The issue of “one country, two systems” was returned to the forefront in Taiwan after Chinese President Xi Jinping (習近平) in January asserted that Taiwan would eventually be united with China under the system.
Opinion polls showed that 79 percent of Taiwanese rejected the application of the formula to Taiwan, the Mainland Affairs Council said on March 23.
A few weeks later, the council said that the sentencing of demonstrators arrested during Hong Kong’s 2014 “Umbrella movement” protests exposed the shortcomings of the formula and showed that it cannot safeguard Hong Kongers’ political rights.
Taipei Mayor Ko Wen-je (柯文哲) last month criticized the implementation of the formula in Hong Kong and said that “even beggars would run away” if it were implemented in the same manner in Taiwan.
The failure of “one country, two systems” was evident in 2014, but arguably it had begun to fail much earlier than that. An article published by Web site China File on June 17, 2015, points to 2003 as a turning point for the territory. China “lost face,” the article said, when close to 1 million Hong Kongers took to the streets to oppose a proposed bill to incorporate the “anti-subversion” Article 23 into the territory’s Basic Law, which they feared would bring about the loss of freedom of speech and other liberties.
China subsequently began to increase control over Hong Kong through its “five-step” process for defining the election of the Hong Kong chief executive, imposed by the Chinese National People’s Congress Standing Committee in 2004, despite its original promise to stay out of Hong Kong’s affairs until 2047, the article said.
Despite its obstinate attitude toward foreign criticism of its involvement in Hong Kong, Beijing is reluctant to exercise too much control over the territory for fear of it losing its special international status, the article said, arguing that Beijing needs Hong Kong to store and funnel money and goods to and from China.

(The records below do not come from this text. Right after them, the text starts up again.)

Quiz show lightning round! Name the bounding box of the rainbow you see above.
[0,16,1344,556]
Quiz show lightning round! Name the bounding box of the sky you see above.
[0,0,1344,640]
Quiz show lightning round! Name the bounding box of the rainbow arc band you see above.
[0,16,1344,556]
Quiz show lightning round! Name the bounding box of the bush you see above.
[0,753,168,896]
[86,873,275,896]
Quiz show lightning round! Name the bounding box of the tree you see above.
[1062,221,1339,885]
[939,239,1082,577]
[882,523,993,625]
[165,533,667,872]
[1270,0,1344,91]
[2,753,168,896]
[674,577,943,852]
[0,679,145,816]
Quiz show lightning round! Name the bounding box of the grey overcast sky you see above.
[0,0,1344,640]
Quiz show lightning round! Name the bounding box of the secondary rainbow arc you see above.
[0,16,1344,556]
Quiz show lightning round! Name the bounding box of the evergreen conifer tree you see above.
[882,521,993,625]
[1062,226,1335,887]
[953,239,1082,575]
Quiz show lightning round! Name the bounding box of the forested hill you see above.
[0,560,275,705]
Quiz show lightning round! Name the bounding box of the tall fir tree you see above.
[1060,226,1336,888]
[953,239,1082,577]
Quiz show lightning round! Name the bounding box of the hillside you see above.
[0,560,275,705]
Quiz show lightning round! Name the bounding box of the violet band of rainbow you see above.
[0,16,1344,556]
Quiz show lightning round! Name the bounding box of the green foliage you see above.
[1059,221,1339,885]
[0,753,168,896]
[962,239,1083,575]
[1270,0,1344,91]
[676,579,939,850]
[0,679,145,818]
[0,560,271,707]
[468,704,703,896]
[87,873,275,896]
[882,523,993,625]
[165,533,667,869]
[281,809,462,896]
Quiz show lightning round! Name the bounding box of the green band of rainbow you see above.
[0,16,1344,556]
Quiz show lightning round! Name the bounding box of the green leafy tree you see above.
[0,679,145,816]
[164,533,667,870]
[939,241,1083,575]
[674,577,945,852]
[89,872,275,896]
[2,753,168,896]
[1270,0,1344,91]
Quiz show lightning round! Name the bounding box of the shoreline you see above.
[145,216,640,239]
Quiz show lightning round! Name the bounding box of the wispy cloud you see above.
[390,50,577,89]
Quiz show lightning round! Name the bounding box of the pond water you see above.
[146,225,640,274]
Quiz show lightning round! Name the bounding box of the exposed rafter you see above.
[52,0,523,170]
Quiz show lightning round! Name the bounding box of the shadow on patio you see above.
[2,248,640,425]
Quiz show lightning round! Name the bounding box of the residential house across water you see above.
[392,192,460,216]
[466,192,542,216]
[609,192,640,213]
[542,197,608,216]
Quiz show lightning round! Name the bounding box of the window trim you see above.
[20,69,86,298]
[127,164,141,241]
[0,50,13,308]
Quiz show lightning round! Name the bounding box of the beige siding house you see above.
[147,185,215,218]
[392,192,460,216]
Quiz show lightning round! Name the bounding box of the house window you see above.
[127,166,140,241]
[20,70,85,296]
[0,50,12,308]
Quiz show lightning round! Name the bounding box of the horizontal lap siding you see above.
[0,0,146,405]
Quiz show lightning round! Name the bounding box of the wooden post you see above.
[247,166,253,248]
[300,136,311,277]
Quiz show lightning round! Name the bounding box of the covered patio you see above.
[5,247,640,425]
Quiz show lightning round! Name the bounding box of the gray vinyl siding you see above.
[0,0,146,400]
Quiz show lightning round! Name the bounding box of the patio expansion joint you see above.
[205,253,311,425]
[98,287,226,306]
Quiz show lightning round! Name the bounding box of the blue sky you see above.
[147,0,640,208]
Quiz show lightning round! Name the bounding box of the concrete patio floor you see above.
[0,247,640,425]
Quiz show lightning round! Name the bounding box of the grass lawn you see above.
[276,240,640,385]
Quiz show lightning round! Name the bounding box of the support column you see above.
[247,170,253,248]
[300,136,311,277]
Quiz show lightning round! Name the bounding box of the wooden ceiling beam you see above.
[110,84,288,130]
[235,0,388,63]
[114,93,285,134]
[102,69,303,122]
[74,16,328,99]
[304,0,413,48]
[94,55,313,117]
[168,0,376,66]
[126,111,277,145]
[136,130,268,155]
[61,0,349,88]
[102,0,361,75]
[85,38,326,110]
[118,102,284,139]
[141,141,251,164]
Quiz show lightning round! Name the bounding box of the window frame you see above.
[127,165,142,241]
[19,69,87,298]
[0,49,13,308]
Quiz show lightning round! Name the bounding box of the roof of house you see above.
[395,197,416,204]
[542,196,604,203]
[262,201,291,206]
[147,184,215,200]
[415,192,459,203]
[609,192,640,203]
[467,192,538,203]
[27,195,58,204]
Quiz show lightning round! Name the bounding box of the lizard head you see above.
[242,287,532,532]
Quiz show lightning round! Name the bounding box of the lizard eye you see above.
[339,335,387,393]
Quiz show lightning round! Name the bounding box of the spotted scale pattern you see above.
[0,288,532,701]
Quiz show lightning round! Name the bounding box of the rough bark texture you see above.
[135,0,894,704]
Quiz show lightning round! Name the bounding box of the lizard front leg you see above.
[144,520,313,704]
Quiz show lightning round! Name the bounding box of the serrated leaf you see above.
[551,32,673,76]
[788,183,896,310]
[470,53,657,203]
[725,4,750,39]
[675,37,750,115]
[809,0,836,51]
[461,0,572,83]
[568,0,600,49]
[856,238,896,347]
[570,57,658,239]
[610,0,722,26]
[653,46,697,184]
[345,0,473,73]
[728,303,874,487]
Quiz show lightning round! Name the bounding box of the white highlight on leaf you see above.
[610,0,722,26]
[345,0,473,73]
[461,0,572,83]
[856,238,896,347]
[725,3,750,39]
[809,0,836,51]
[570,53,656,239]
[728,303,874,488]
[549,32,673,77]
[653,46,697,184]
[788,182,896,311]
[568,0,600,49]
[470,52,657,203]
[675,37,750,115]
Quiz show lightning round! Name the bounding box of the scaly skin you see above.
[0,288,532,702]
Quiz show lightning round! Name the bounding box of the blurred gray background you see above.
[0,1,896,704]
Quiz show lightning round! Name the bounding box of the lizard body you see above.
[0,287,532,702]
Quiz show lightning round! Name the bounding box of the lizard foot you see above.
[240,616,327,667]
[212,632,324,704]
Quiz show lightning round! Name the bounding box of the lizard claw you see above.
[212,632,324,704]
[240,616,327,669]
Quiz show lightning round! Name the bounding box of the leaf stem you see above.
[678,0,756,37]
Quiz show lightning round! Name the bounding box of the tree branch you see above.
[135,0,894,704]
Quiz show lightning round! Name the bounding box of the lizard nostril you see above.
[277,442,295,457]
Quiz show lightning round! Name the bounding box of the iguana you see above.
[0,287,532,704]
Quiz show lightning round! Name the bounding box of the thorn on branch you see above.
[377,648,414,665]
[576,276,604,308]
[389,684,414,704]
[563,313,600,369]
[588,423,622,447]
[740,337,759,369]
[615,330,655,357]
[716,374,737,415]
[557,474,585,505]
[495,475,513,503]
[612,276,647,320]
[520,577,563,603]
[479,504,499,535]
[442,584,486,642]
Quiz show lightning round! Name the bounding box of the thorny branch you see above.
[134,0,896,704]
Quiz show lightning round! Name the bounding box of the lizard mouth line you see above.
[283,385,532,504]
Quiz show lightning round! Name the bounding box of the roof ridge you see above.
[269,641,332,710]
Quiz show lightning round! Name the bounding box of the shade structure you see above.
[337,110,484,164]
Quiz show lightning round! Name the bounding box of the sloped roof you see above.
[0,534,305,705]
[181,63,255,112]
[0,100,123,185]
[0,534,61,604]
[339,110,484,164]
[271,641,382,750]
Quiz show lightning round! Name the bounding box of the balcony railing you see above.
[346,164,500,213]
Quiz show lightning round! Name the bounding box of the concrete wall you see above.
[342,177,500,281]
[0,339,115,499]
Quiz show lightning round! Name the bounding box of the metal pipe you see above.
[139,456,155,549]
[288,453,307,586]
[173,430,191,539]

Beijing knows that if “one country, two systems” is ever to succeed in Hong Kong, and potentially in Taiwan, it needs to win over young people who increasingly see themselves as “Hong Kongers” rather than as “Chinese.” This might be common sense, but it can be seen in practical implementation in Macau.
The Portuguese handed over nominal control of Macau to its pro-China residents following protests in 1966, although, when Lisbon tried to hand back the territory to Beijing in 1975 following a 1974 military coup, China said no.
People in Macau today see themselves as “Chinese.” It could also be that the people of Macau “prioritize the economic development China can bring to Macau rather than the maintenance of their civil liberties,” a June 21 report on Web site Foreign Policy said.
The article also refers to Kinmen County as showing how China has successfully won over minds in Taiwan as well. Kinmen County Commissioner Yang Cheng-wu (楊鎮浯) seeks closer integration with China and has told county residents not to oppose “one country, two systems,” the article said.
Nevertheless, surveys show that Taiwanese overwhelmingly reject the formula, and for good reason.